札幌では、日曜の朝10時頃やってような・・・
話の筋は全然覚えてません。以上、うっすらとして、曖昧な記憶の中から失礼しました。
2014/08/04(月) 01:49:53 | URL | みのモンタナ
労働基準法?(笑)
必殺技はノックアウトQですね。
北海道でもやっていたのですね。
2014/08/07(木) 20:15:13 | URL | ごいんきょ
毎週視ていました。
少年マガジンに連載されていた劇画のドラマ化した番組で、雑誌と同時に
TVドラマも視ていました。
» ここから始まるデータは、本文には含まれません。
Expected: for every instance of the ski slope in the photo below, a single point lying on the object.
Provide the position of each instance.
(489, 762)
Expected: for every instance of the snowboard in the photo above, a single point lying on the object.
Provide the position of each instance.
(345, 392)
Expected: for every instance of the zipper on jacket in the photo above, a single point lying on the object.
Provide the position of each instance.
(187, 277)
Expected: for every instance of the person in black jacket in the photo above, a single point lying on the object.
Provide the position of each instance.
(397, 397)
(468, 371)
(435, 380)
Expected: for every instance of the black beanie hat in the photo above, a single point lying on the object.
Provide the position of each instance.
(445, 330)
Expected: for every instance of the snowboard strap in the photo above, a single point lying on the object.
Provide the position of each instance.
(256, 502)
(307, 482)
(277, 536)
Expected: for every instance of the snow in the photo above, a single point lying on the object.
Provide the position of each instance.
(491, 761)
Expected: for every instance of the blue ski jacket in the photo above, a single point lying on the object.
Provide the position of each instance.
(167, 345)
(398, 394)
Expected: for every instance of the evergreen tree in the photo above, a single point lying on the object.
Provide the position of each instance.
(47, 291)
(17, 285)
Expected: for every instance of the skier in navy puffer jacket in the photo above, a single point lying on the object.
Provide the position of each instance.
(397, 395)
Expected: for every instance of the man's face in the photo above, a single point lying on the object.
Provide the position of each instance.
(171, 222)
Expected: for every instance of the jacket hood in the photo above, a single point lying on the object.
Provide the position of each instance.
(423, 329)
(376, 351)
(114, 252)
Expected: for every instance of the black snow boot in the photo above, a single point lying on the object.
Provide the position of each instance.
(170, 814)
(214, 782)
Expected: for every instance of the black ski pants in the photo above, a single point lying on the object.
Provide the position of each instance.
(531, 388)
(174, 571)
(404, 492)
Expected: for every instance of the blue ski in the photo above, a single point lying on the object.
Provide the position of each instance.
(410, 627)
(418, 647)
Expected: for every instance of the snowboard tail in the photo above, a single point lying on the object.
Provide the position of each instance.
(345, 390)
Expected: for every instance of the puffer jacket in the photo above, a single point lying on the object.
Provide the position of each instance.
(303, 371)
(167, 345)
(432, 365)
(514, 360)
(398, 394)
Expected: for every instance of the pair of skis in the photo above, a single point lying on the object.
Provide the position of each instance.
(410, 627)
ただ半年ほどで打ち切りだったそうで、その終り方も唐突で、正直、(子供心にも)割り切れない気持ちでしたが(笑)…。少年レスラー・大東太がノックアウトQなる必殺技で次々に強豪をリングで撃破してゆく単純極まりないストーリーを、当時はワクワクしながら毎週の放映を心待ちにしていました。
少年誌の連載も、その後間もなく終了だったが、時期的には主人公・大東太の師匠である力道山が暴漢の凶刀に掛かって落命したのが、同じ1963年の12月(少年誌連載は同年の事件前、ドラマの終了は前年末)だったから、タイミング的には悪くなかったと思います。力道山氏には失礼だけれど…。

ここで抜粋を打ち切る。